Perhaps one of the most grievous aspects of popular commentary on healthcare reform has been the repeated assertion that the bill socializes one sixth of the American economy. This is patently not true. The bill doesn’t establish an American equivalent to Britain’s National Health Service (NHS). The foundation of this reform remains private insurance, but makes significant alterations in how private insurance does business. It also provides a government-administered alternative to private insurance.

These are requirements that are intended to drive down the cost of health insurance (mandating coverage and expanding groups by outlawing discrimination based on pre-existing conditions to name two). For a more detailed summary of the legislation go here.

My take: Clearly this is not a mass takeover of the insurance industry but rather a very moderate approach to policing (regulating) the excesses of the insurance industry and providing alternative solutions for those for whom the traditional US insurance industry is basically unavailable. It’s unfortunate that the Republican party has chosen to retrench on this issue rather than engage the President and the Democratic party. This belligerence is, amongst several other more profound reasons, a contributing factor to my identification as an independent (in North Carolina, “unaffiliated”) voter. While I am pro-life, I cannot bring myself to cast this entire discussion and debate in terms of this issue. There is nothing in the legislation itself that materially alters the present U.S. policy of not using tax dollars to fund abortions and the willingness of President Obama to sign an Executive Order to guarantee that the law is not construed in such a manner as to vitiate this interpretation shows a pragmatism which is, I believe, laudable. In short, abortion is a great evil. But it is an evil that is predicated on presuppositions and ways of understand the self, community, life, and worth that are rooted in the very same constructs conservatives laud as what makes America “great” (viz., individualism, consumerism, to name just two).

It seems to me to be folly to select one profound evil to oppose, but to do so in the absence of a real and lively critique of the system out of which this issue has arisen. This is where the Catholic church provides a real and meaningful contribution to the life of the broader church and to society in general. This is one reason that I envision my political identity more in terms of distributivism than classical distinctions between the left and the right.
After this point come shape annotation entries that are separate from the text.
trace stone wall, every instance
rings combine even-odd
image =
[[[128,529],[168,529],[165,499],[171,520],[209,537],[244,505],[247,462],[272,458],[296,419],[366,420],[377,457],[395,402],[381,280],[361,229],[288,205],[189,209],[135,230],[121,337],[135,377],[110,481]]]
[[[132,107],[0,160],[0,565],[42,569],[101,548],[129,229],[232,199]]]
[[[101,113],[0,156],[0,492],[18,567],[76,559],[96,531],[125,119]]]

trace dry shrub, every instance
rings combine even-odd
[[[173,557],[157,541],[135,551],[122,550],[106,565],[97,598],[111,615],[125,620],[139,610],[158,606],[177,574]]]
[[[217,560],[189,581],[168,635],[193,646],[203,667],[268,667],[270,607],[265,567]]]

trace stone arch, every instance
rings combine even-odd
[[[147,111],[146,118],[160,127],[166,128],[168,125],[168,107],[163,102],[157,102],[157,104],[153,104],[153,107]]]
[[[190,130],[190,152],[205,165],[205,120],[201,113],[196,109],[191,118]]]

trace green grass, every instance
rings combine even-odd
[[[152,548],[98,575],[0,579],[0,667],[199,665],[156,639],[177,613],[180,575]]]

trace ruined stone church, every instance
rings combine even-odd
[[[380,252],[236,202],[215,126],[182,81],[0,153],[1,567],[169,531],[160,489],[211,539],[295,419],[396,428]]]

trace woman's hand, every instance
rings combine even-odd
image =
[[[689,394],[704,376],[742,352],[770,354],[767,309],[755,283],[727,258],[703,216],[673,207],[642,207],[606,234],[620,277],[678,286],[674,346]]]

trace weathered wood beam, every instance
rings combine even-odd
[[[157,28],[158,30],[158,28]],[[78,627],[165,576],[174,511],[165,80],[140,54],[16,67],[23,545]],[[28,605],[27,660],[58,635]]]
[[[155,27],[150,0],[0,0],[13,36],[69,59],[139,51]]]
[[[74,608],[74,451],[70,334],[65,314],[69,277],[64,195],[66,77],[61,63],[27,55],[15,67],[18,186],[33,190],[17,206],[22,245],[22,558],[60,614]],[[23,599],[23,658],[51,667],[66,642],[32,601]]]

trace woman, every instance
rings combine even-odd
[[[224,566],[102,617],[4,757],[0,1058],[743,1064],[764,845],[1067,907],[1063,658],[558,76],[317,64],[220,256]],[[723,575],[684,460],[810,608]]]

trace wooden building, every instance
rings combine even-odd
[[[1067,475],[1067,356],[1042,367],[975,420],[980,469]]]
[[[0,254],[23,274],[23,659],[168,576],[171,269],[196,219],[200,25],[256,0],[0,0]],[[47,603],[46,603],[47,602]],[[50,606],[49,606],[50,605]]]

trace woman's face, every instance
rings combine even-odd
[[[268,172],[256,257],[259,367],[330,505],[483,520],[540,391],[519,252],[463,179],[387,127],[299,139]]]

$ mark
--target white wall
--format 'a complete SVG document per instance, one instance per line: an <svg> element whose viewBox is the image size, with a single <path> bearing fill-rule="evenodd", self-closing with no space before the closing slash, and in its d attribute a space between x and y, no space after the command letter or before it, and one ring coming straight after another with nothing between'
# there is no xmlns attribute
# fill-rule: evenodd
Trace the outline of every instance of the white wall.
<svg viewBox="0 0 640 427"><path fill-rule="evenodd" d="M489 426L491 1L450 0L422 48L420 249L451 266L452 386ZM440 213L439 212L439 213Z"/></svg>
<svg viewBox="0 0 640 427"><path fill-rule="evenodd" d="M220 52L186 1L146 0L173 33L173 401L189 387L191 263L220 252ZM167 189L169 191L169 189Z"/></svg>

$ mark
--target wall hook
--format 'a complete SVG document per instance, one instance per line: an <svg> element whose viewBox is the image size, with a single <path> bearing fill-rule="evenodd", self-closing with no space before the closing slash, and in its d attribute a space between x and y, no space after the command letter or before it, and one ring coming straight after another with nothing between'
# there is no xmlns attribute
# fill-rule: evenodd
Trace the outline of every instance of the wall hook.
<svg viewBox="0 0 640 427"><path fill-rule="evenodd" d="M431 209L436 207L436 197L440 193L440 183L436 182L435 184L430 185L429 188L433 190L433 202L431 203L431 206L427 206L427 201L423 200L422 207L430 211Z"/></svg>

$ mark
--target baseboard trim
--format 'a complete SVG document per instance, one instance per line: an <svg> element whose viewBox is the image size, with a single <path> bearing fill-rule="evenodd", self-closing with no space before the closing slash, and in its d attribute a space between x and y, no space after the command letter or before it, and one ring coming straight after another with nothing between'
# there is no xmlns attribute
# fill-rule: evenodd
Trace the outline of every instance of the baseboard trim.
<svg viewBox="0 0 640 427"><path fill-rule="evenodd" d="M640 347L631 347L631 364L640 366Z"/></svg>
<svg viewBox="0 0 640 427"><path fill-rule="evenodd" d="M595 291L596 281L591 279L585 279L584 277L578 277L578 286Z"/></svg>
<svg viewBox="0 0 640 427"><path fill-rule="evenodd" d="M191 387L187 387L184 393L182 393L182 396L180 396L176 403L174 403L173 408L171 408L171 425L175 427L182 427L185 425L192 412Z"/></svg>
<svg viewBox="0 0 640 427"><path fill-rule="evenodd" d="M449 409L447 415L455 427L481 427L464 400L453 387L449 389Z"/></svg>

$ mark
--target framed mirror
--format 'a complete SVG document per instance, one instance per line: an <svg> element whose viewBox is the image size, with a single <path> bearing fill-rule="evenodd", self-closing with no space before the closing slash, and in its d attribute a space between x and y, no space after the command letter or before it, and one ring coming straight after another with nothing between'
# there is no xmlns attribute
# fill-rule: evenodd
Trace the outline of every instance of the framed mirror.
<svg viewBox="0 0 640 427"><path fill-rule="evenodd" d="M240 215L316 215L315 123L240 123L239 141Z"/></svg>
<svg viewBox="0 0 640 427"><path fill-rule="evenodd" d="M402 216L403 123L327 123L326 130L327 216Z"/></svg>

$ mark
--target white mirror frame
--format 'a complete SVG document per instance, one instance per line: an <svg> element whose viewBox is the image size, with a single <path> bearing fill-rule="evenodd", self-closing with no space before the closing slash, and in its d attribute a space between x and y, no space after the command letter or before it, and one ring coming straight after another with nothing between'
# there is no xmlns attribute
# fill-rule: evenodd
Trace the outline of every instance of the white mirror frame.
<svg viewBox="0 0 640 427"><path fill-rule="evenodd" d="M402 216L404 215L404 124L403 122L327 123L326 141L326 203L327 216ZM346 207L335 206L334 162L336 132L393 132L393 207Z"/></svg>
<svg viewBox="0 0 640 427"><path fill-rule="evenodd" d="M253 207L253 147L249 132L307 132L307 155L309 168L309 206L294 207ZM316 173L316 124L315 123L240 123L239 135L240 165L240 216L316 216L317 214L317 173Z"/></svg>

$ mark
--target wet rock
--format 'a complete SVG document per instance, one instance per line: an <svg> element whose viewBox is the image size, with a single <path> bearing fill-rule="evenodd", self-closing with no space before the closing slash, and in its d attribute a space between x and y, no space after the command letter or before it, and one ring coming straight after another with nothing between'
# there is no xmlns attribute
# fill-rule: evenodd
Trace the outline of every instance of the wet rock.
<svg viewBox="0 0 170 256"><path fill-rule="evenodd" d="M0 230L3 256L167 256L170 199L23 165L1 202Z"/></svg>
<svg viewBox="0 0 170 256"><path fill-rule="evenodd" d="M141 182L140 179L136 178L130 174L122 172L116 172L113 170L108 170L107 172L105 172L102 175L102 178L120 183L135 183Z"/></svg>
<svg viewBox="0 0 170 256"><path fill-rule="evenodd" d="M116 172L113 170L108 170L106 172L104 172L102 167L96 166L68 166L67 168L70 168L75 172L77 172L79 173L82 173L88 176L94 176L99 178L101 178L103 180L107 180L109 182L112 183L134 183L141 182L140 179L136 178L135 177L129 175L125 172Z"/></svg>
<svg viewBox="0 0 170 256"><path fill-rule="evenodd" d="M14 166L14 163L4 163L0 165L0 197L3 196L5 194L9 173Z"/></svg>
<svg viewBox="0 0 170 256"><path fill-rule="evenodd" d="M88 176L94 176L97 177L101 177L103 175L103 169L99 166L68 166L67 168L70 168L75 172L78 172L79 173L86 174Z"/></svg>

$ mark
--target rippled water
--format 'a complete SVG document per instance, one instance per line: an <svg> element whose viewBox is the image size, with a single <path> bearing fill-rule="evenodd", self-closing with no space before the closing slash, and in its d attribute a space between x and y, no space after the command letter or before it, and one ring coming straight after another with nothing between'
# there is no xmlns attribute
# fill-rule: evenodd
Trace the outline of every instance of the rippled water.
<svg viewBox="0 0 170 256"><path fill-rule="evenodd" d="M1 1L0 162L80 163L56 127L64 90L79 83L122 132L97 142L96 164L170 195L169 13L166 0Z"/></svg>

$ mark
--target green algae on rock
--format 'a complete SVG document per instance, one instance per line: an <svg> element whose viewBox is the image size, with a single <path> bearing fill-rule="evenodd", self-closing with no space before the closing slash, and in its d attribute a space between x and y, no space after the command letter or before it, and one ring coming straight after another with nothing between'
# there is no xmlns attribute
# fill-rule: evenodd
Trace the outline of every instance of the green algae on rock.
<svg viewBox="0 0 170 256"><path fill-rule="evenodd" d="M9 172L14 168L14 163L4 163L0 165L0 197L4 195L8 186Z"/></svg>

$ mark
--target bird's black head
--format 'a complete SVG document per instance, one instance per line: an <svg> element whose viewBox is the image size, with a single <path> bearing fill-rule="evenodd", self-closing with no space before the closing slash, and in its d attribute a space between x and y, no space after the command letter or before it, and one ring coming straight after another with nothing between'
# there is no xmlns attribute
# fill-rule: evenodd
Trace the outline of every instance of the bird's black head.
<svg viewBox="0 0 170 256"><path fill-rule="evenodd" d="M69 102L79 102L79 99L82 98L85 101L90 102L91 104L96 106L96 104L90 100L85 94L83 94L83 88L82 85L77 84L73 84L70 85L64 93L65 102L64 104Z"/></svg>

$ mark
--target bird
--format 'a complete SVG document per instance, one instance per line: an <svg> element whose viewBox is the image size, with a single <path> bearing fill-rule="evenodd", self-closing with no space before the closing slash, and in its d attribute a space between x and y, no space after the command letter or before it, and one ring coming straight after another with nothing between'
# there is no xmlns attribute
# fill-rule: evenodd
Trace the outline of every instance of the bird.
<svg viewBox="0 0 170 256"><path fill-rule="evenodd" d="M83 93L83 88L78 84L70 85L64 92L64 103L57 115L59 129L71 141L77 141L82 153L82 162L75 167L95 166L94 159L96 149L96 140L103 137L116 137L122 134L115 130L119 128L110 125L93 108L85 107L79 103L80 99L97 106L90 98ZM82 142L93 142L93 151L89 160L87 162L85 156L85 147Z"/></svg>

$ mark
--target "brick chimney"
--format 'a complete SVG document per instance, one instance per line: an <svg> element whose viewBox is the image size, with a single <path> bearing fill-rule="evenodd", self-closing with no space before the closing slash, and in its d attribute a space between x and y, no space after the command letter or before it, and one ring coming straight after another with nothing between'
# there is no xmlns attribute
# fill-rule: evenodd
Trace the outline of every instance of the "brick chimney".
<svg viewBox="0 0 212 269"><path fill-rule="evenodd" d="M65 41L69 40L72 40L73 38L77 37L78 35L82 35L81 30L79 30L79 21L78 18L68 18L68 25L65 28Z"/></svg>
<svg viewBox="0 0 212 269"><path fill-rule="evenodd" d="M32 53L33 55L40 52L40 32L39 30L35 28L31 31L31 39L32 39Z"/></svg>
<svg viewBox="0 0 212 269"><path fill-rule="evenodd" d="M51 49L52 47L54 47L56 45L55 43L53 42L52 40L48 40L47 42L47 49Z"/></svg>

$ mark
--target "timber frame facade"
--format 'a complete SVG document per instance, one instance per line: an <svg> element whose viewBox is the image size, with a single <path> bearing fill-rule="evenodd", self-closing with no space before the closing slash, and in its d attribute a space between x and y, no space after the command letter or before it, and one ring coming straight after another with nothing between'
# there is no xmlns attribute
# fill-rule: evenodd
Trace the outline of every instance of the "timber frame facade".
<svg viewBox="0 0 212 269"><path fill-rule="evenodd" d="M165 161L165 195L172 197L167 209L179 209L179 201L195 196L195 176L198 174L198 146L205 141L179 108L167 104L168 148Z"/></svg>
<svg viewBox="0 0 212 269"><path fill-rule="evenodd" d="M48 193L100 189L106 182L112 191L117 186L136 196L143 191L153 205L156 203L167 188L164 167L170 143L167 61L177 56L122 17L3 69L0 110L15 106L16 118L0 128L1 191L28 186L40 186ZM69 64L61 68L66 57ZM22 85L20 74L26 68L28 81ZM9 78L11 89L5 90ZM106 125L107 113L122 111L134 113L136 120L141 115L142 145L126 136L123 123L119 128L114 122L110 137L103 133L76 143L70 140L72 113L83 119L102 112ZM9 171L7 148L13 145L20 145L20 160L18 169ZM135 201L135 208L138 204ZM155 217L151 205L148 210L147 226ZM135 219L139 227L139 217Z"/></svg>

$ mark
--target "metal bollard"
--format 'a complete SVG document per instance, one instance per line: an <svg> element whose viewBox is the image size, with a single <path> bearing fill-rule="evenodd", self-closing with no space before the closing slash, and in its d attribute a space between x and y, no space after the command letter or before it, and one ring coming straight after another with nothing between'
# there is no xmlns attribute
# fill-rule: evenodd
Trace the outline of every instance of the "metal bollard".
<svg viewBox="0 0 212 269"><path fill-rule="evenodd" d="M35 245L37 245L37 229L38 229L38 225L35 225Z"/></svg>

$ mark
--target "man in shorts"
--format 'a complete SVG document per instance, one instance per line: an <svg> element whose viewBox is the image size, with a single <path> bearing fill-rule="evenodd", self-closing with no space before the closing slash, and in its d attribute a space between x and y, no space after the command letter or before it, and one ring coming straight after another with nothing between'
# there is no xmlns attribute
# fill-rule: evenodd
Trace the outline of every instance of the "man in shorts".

More on distributivism here.

One Christian organization claimed that pro-life Democrats who voted “yes” to the legislation after President Obama’s concession in the form of an Executive Order, had traded their birth right for a “mess of pottage.” I humbly submit that those who argue against healthcare on the basis of ad hominem, fear, and falsehood rather than standing in the great tradition of Christian moral reflection do no less.